L’objectif étant d’évaluer les forces et les faiblesses du secteur, une priorité pour les autorités algériennes, qui voient dans l›industrie automobile un levier incontournable pour une diversification économique efficace.
Ces visites de terrain ne se sont pas contentées de dresser un simple état des lieux. Au-delà de cette formalité, elles permettent de révéler les tensions sous-jacentes de l’activité, les enjeux d’une relance ambitieuse, mais aussi, et surtout, les défis titanesques qui attendent ce secteur stratégique.
Le premier arrêt de la délégation parlementaire a eu lieu chez Emine Auto, une usine implantée dans la zone industrielle de Tamazoura, à Aïn Témouchent, spécialisée dans la production de véhicules utilitaires de la marque chinoise JAC.
A travers cette visite, les parlementaires ont pu prendre le pouls de l’industrie automobile locale, observer le processus de production de camions à simple cabine qui servira de base à plusieurs déclinaisons d’utilitaires, sans oublier le processus de fabrication de bus de 17 places, et ce, afin de sonder les conditions dans lesquelles cette usine, parmi les plus dynamiques du secteur, tente de s’imposer sur un marché en constante évolution.
Les lignes de production, bien que marquées par un assemblage relativement classique, témoignent d’une recherche constante de rationalisation et d’optimisation des coûts en parfaite adéquation avec le taux d’intégration locale fixé par le cahier des charges. Loin d’être un simple acteur secondaire, Emine Auto incarne une autonomie industrielle relative, un modèle qui, bien qu’encore loin des standards internationaux, donne une nouvelle impulsion au processus de «made in Algeria» après celui l’autre groupe Stellantis à travers son usine Fiat d’Oran. En dépit des nombreuses difficultés structurelles et des défis économiques rencontrés par Emin Auto, sa capacité à se maintenir sur le marché local constitue déjà un signal fort de résilience.

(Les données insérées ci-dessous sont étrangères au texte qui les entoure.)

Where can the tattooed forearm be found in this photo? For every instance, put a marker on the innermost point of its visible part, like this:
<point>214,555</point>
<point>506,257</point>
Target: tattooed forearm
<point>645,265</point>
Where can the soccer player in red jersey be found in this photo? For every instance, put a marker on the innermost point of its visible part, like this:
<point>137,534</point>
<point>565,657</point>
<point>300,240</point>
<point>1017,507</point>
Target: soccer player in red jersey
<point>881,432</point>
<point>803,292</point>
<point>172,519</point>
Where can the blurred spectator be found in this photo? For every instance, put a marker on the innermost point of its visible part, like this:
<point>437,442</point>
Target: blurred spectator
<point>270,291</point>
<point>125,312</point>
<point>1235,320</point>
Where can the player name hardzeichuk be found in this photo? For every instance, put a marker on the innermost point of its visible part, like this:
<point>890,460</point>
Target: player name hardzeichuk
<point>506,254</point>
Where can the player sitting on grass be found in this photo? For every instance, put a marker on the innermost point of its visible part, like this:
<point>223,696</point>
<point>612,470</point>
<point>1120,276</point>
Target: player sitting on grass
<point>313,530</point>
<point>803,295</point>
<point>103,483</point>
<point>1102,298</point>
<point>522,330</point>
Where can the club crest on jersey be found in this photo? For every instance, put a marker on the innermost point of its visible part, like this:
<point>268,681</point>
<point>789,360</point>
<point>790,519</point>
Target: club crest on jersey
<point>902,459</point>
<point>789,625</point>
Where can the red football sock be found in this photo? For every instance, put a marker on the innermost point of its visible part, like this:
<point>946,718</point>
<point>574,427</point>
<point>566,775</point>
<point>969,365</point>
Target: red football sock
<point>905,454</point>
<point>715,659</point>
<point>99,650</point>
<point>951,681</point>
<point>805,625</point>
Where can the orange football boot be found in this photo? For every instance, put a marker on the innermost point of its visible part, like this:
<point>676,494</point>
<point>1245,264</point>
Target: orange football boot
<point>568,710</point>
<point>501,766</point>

La deuxième étape de cette tournée a emmené les parlementaires à Tiaret, où l’ancienne usine Hyundai, aujourd’hui sous contrôle de l’entreprise nationale relevant de l’Armée populaire nationale, a été l’objet de toutes les attentions. Ce site est en passe de retrouver une nouvelle dynamique. L’objectif affiché est clair : relancer la production sur ce site et, à terme, ramener un acteur sérieux engagé dans le processus d’industrialisation automobile. Des informations provenant de sources bien informées révèlent que la marque Hyundai envisage de reprendre la gestion de ce site, en partenariat avec le groupe omanais Bahwane.
Ce retour soulève toutefois des interrogations concernant la reconversion d’un secteur ayant été largement affecté par des difficultés économiques, une gestion souvent opaque, ainsi qu’une dépendance croissante vis-à-vis des importations de véhicules finis. Dans cette optique, la commission parlementaire entend recentrer les priorités sur un secteur stratégique, créateur d’emplois et générateur de valeur ajoutée. L’objectif déclaré est de renforcer l’écosystème industriel automobile national, tout en contribuant à la diversification de l’économie et à la réduction des importations, dans une démarche visant à assurer une autonomie durable pour le pays.